= Anton Vašek =

Anton Vašek

Anton Vašek (1905–1946) was the head of Department 14 in the Slovak State's Central Economic Office. He is known for accepting bribes in exchange for reducing deportation of Jews from Slovakia.

==Life==
Vašek attended law school. One of his classmates was the Jewish Tibor Kováč.

On 3 April 1942, Vašek was appointed head of Department 14 in the Slovak State's Central Economic Office. This department was in charge of organizing the deportations during the Holocaust in Slovakia. Vašek was soon approached by Kováč, who was now a member of the Working Group, a Jewish resistance organization. Due to their prior relationship, Kováč was able to bribe Vašek, and visited his office almost daily to deliver bribes and provide Vašek with excuses to explain delays in deportations to his superiors. Vašek's desire for money to fund his gambling and womanizing made him susceptible to bribery; he was the highest-ranking Slovak official to accept bribes from the Working Group. Due to Vašek's intervention, a 26 June transport of Jews was cancelled; Vašek presented Interior Minister Alexander Mach with a falsified report that all non-exempt Jews had already been deported. Mach was skeptical about the report, however, and the deportations resumed in July.
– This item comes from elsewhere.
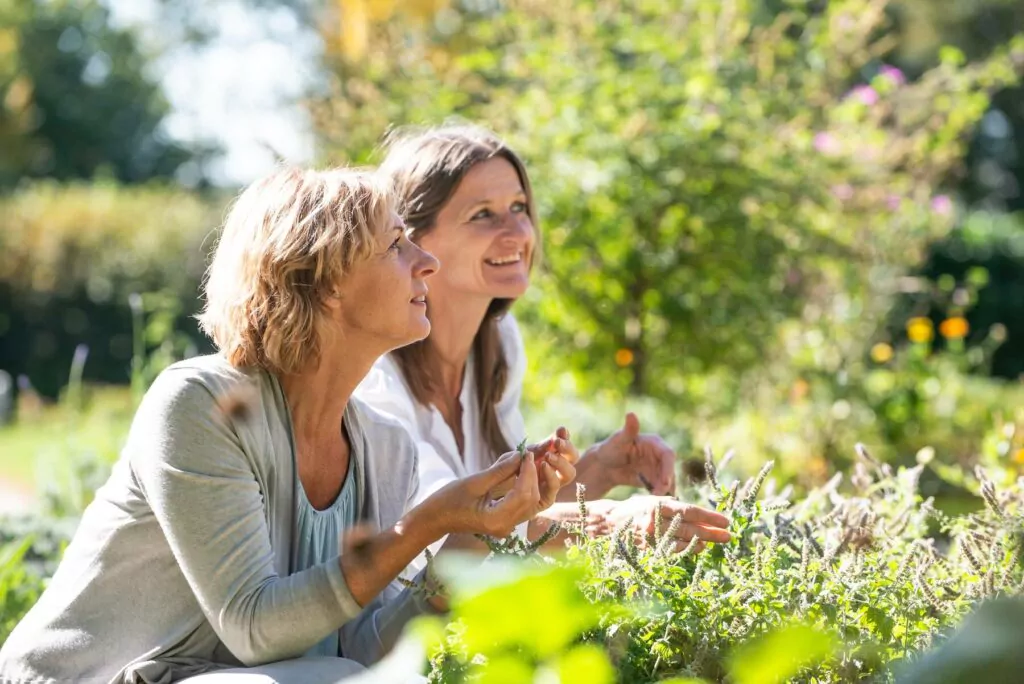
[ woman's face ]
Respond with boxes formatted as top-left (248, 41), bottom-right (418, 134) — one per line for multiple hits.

Although Vašek accepted thousands of Slovak koruna in bribes, he continued to organize transports and said that the "Jewish question must be solved 100 percent". Due to his high-handedness in exercising power over life and death, Vašek became known as the "king of the Jews" (Židovský kráľ). He was known to pull Jews out of cattle cars after receiving a bribe, only to send them on the next transport.

Vašek was tried by the National Tribunal, accused of accepting 2 million koruna in bribes and being responsible for the deportation of 50,000 Slovak Jews to concentration camps. Kovăc was a key witness for the prosecution at the trial. He was convicted on 28 July 1946, sentenced to death, and executed.